5.2.7. Checkpoints¶
ParAMS now supports the creation of checkpoints. These are compressed files representing snapshots of an optimization at a particular point in time. You can resume an optimization from a checkpoint.
Note
Stoppers and ExitConditions are evaluated through checkpoints.
For example, consider the example below in an optimization where we have asked for an exit after 5 optimizers have converged.
After 2000 function evaluations, a checkpoint was made (indicated by the vertical black line). If we resume an optimization from this checkpoint, it will appear to end after 3 optimizers converge, but this is because 2 optimizers have already converged before the checkpoint was made (indicated by asterisks).
One important exception to this is the TimeLimit
and TimeLimitThroughRestarts
exit conditions.
See here for more details.
Warning
Resuming from a checkpoint in which the exit conditions have already been met is impossible. However, it is trivial to overwrite any setting in a checkpoint simply by adding input blocks for the settings you would like to replace.
5.2.7.1. Generate checkpoints¶
The CheckpointControl
block controls the generation of checkpoints.
CheckpointControl
AtEnd Yes/No
AtInitialisation Yes/No
CheckpointingDirectory string
EveryFunctionCalls integer
EverySeconds float
KeepPast integer
NamingFormat string
RaiseFail Yes/No
End
CheckpointControl
- Type
Block
- GUI name
Checkpointing options:
- Description
Settings to control the production of checkpoints from which the optimization can be resumed.
AtEnd
- Type
Bool
- Default value
No
- GUI name
Checkpoint at end:
- Description
Create a checkpoint when the exit condition/s are triggered.
AtInitialisation
- Type
Bool
- Default value
No
- GUI name
Checkpoint at start:
- Description
Create a checkpoint immediately at the start of an optimization.
CheckpointingDirectory
- Type
String
- Default value
- Description
Directory in which the checkpoints will be saved. Defaults to ‘checkpoints’ in the results directory
EveryFunctionCalls
- Type
Integer
- GUI name
Checkpoint interval (function evaluations):
- Description
Create a checkpoint every n function evaluations. If not specified or -1, checkpoints are not created based on function calls.
EverySeconds
- Type
Float
- Default value
3600.0
- Unit
s
- GUI name
Checkpoint interval (seconds):
- Description
Create a checkpoint every n seconds. If not specified or -1, a checkpoint is not created based time.
KeepPast
- Type
Integer
- Default value
0
- GUI name
Number of older checkpoints to keep:
- Description
Number of earlier checkpoints to keep. Older ones are deleted when a new one is created. -1 does not delete any previous checkpoints, and 0 retains only the most recent checkpoint. This number excludes the most recent checkpoint which is obviously always retained! So the actual number of files will be larger than this number by one.
NamingFormat
- Type
String
- Default value
glompo_checkpoint_%(date)_%(time)
- Description
Convention used to name the checkpoints. The following special keys are supported: • %(date): Current calendar date in YYYYMMDD format • %(year): Year formatted to YYYY • %(yr): Year formatted to YY • %(month): Numerical month formatted to MM • %(day): Calendar day of the month formatted to DD • %(time): Current calendar time formatted to HHMMSS (24-hour style) • %(hour): Hour formatted to HH (24-hour style) • %(min): Minutes formatted to MM • %(sec): Seconds formatted to SS • %(count): Index count of the number of checkpoints constructed. Starts at zero, formatted to 3 digits.
RaiseFail
- Type
Bool
- Default value
No
- GUI name
Exit on failed checkpoint:
- Description
Raise an error and stop the optimization if a checkpoint fails to be constructed, otherwise issue a warning and continue the optimization.

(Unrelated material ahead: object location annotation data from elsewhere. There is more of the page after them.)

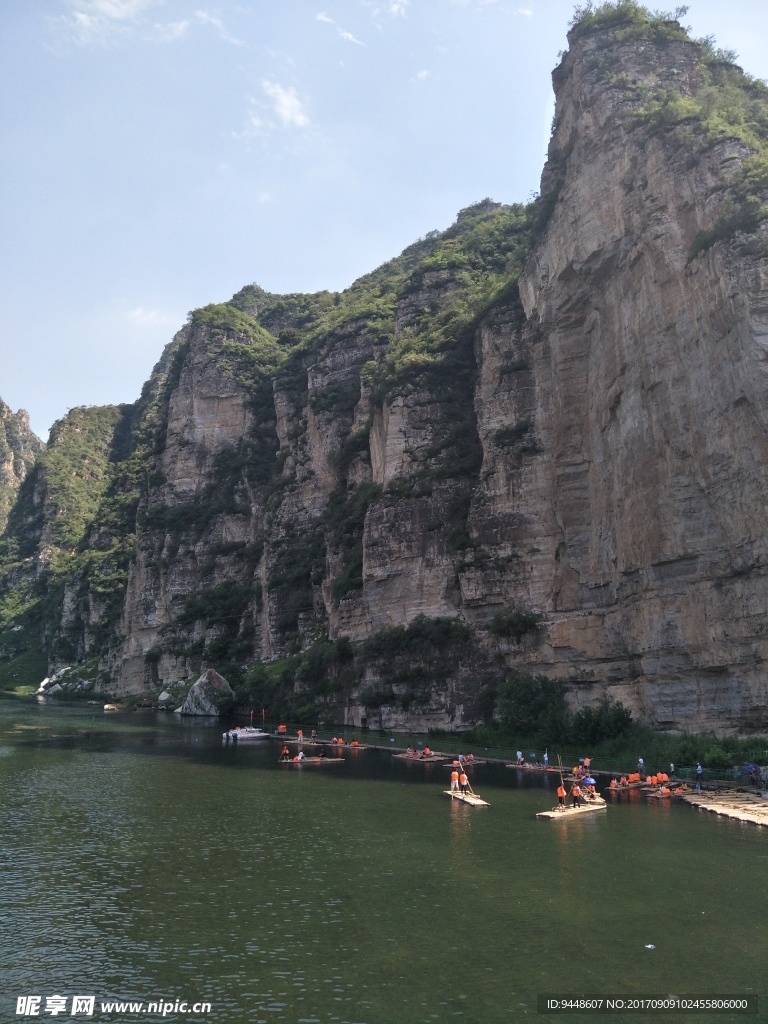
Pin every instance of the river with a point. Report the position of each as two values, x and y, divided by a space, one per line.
143 861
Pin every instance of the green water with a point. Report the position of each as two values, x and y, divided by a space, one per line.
141 860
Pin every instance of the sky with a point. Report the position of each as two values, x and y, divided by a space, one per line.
159 155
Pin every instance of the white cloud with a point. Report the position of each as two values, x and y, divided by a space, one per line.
218 25
99 20
286 103
349 38
150 317
171 31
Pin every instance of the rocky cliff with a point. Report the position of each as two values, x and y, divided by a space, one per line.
536 440
18 449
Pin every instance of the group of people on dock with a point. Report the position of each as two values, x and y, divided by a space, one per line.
459 781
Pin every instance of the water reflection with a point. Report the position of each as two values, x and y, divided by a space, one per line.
159 861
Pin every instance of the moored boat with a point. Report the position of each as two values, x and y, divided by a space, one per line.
572 810
243 733
296 762
467 798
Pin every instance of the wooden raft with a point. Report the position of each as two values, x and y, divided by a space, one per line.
467 798
571 812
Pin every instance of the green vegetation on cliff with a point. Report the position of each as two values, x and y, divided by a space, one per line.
720 103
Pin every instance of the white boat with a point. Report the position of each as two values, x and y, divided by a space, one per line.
243 733
467 798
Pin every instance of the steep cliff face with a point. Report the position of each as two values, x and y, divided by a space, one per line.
650 400
537 440
18 449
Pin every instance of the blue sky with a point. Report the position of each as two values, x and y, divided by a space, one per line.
159 155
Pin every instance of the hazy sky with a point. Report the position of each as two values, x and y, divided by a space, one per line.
159 155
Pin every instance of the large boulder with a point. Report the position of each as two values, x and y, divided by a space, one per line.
208 696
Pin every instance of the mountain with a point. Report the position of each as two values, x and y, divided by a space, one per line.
18 449
536 442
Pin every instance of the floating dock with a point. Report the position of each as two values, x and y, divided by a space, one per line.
750 807
573 811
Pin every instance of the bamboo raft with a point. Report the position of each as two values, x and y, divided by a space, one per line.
738 806
573 811
311 761
467 798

5.2.7.2. Resume from checkpoint¶
The ResumeCheckpoint
key is used to continue from previously stored checkpoints.
Note
When resuming from checkpoints, other input blocks can be used to override information stored in the checkpoint file.
ResumeCheckpoint
- Type
String
- Description
Path to checkpoint file from which a previous optimization can be resumed.